Трещина в романе впервые чувствуется в тех главах, где появляется женский образ, т. е. любовь. Достойно внимания, что она разверзается в подлинно-зияющую пропасть там, где входит в роман Леонова смерть, — в главе, посвященной самоубийству сына Скутаревского. Профессор с высоты своего материалистического миросозерцания склонен посмеяться над «проклятыми вопросами», но автор, кажется, не вполне уверен, что его герой прав. У постели самоубийцы, бывшего в связи с группой инженеров-вредителей, Скутаревский гневно спрашивает:
— Это правда — подорвать величайшую попытку перестроить мир? Правда — организованно сжигать народные усилия?
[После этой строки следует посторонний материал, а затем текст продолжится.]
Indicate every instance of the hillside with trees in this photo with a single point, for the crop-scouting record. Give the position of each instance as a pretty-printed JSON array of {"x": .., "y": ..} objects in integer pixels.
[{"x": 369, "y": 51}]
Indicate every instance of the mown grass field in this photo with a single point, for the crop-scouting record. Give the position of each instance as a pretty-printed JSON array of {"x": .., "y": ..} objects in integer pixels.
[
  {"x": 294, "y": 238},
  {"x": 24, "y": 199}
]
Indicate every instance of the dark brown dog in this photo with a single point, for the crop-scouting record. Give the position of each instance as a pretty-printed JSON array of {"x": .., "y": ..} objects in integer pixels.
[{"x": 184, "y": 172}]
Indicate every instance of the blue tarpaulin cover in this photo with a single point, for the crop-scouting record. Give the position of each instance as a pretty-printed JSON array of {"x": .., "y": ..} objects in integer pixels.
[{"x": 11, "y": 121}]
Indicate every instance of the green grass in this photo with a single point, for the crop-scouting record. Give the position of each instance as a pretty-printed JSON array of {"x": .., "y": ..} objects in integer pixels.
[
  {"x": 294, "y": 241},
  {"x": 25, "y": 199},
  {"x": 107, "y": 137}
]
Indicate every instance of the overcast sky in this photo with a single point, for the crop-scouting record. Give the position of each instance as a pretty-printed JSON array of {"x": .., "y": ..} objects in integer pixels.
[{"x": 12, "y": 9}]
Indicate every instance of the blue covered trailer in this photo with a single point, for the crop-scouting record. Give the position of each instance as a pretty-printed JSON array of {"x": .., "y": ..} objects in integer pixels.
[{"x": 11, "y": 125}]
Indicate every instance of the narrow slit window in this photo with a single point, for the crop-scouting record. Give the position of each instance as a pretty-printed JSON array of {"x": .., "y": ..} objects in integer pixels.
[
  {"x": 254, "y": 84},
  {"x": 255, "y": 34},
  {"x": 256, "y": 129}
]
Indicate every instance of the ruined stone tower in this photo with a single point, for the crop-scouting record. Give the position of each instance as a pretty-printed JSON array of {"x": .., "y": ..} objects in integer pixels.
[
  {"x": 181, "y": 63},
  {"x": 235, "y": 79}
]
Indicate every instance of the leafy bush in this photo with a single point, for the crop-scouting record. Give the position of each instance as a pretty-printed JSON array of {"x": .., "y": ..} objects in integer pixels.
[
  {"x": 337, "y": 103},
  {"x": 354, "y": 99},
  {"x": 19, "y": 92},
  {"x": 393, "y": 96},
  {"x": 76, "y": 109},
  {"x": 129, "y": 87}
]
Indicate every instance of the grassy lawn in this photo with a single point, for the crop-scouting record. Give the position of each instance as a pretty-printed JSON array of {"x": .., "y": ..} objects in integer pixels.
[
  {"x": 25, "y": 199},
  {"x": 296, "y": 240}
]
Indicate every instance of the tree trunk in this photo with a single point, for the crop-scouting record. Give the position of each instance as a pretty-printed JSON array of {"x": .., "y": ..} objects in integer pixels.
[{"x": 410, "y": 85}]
Но хотя он и говорит, что «политика делит мир на иные молекулы, чем физика и химия», гибелью сына он все-таки потрясен и объяснить себе ее не может. Смерть и любовь парализуют рассудок Скутаревского, — и, как будто помня совет Ларошфуко, он боится на них «взглянуть в упор».
Женщина в романе Леонова не занимает значительного места. Однажды, возвращаясь в автомобиле в Москву, Скутаревский в поле едва не сбил с ног какую-то девочку. Была ночь, девочка шла одна, во тьме… Профессор подвез ее до города и, так как ей некуда было деться, пригласил к себе. Женя оказалась способным, умным подростком: стала учиться, сделалась секретарем Скутаревского. Профессору пришлось выехать из собственной квартиры из-за ревности и обиды жены. Но слухи и сплетни, которые стали усиленно распространяться насчет «старческих шалостей» Скутаревского, ни на чем не основаны: отношения его с Женей — деловые, суровые, без всякой сентиментальности. Страсть таится глубоко, Скутаревский не дает ей выхода. Жене же и в голову не приходит, что она может полюбить профессора: любовь зреет в душе ее медленно, спокойно. Ей, в сущности, гораздо ближе помощник Скутаревского, некто Геримов, молодой парень, яростно грызущий «гранит науки», и коммунист настолько стойкий, что ему даже по ночам снится, будто он полемизирует с Каутским. Но однажды Женя пришла к Скутаревскому и сказала:
– Мне кажется… вы можете считать, что я люблю вас.
Он молчал. Она добавила:
– Если вы хотите… то живите со мной!
Скутаревский отвечает взволнованно и сумбурно. Женя не понимает его. Тогда он переходит на иронию:
– Проще — значит площе. Я не имею права на вас, дорогой товарищ. Будучи нелюдимым, я прожил одиноко. Такое состояние продлится, по-видимому, и впредь. Наверно, я умру один. Меня похоронит милиция. Гроб оклеят красненькими обоями. Геримов, если ухитрится сбежать с заседания, скажет благоразумное слово.
– Это неправда, неправда! – закричала она, хватая его руку.
– Вот, знаитя, и все, – заключил он, нарочно исковеркав слово. – Мой вам совет, товарищ, сойдитесь с кем-нибудь еще!